II- Com relação ao critério de aferição e cômputo da prescrição,
quanto à edição da Portaria 714/93, têm-se duas formas para
calculá-la. A primeira, do próprio fundo de direito, está
relacionada à forma de pagamento, ou seja, a ação deve ser proposta
dentro do qüinqüênio prescricional, iniciando-se com a edição da
Portaria (10.12.1993), e findando em 09.12.1998. A segunda, de trato
sucessivo, aplica-se aos casos em que a ação é ajuizada em razão de
atraso ou por falta de pagamento de parcela(s), ou, ainda, por
pagamento de alguma parcela(s) em desconformidade com a referida
Portaria. Neste caso, a prescrição deve ser calculada tomando-se
como parâmetro a situação de cada parcela.
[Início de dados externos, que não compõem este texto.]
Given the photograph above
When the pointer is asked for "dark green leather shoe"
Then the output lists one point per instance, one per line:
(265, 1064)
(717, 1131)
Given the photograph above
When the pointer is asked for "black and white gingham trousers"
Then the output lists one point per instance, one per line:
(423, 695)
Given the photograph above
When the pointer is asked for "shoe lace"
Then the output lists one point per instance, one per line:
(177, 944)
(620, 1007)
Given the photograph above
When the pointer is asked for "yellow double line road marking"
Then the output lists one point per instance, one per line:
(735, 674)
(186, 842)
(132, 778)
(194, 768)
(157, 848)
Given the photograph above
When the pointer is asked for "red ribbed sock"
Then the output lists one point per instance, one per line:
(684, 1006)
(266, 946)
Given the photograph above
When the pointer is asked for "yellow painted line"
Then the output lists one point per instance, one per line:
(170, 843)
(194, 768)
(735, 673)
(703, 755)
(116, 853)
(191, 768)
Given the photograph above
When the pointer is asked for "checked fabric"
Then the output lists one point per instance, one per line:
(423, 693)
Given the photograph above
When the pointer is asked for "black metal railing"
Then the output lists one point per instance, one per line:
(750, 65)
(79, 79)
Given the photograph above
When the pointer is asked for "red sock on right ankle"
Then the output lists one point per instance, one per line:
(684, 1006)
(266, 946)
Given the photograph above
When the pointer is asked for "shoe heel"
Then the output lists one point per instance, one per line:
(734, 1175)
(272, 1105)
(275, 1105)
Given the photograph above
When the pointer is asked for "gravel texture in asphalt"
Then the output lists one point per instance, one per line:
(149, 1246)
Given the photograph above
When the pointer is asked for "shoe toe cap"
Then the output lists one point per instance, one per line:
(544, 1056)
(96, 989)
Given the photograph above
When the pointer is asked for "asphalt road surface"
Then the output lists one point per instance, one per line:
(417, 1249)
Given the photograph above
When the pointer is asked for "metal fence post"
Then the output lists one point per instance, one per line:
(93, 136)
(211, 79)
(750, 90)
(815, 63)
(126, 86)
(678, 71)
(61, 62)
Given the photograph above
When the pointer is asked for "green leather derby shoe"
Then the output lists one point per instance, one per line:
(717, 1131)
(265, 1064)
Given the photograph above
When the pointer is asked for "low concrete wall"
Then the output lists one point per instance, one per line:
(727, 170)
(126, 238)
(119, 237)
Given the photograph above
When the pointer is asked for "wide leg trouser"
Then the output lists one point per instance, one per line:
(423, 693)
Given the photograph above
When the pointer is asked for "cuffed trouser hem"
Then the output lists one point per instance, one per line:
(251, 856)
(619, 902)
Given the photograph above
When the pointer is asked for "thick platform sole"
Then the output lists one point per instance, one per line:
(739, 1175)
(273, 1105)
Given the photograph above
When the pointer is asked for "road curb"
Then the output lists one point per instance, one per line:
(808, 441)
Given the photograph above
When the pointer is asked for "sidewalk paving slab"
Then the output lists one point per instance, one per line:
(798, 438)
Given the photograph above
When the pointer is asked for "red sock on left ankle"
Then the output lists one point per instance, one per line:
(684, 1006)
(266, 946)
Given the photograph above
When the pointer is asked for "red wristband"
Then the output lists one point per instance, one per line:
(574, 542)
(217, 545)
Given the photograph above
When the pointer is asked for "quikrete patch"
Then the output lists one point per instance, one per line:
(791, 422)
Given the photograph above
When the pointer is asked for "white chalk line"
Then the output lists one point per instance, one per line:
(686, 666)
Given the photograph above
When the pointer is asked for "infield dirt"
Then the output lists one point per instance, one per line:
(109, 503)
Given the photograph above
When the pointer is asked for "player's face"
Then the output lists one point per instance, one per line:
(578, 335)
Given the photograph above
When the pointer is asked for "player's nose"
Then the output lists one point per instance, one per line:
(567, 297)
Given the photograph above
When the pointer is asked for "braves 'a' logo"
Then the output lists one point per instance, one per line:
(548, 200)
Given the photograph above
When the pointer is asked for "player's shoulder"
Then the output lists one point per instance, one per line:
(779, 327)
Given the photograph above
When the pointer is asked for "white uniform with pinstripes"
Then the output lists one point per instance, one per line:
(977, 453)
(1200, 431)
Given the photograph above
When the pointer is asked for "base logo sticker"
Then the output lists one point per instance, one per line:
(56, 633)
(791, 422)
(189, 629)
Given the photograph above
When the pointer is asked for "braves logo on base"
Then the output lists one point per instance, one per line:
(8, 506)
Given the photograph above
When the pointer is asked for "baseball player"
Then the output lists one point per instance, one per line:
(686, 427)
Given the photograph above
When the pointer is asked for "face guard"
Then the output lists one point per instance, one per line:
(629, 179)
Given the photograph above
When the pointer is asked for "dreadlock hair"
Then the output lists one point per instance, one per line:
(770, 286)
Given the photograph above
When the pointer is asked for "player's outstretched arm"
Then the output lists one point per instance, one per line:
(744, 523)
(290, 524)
III- Na hipótese dos autos, do cotejo da decisão atacada com a
fundamentação tecida pela Corte a quo, denota-se que com relação às
prestações pagas com atraso, em conformidade com a Portaria 714/93,
a prescrição aplicada foi exatamente a quinquenal, nos precisos
termos da Súmula 85-STJ. Nestes termos, indiscutível a ausência de
sucumbência por parte da Autarquia.
IV- Inexistindo qualquer fundamento relevante que justifique a
interposição do agravo interno, ou que venha a infirmar as razões
contidas na decisão agravada, impõe-se a aplicação da multa de que
trata o art. 557, § 2º do Código de Processo Civil, arbitrada em 5%
(cinco por cento), sobre o valor atualizado da causa, ficando a
interposição de qualquer outro recurso condicionada ao depósito do
respectivo valor.
V- Agravo interno desprovido.

Tribunal STJ
Processo AgRg no REsp 462216 / PB AGRAVO REGIMENTAL NO RECURSO ESPECIAL 2002/0111767-4
Fonte DJ 10.02.2003 p. 228
Tópicos previdenciário e processual civil, portaria mpas n.º 714/93, prescrição.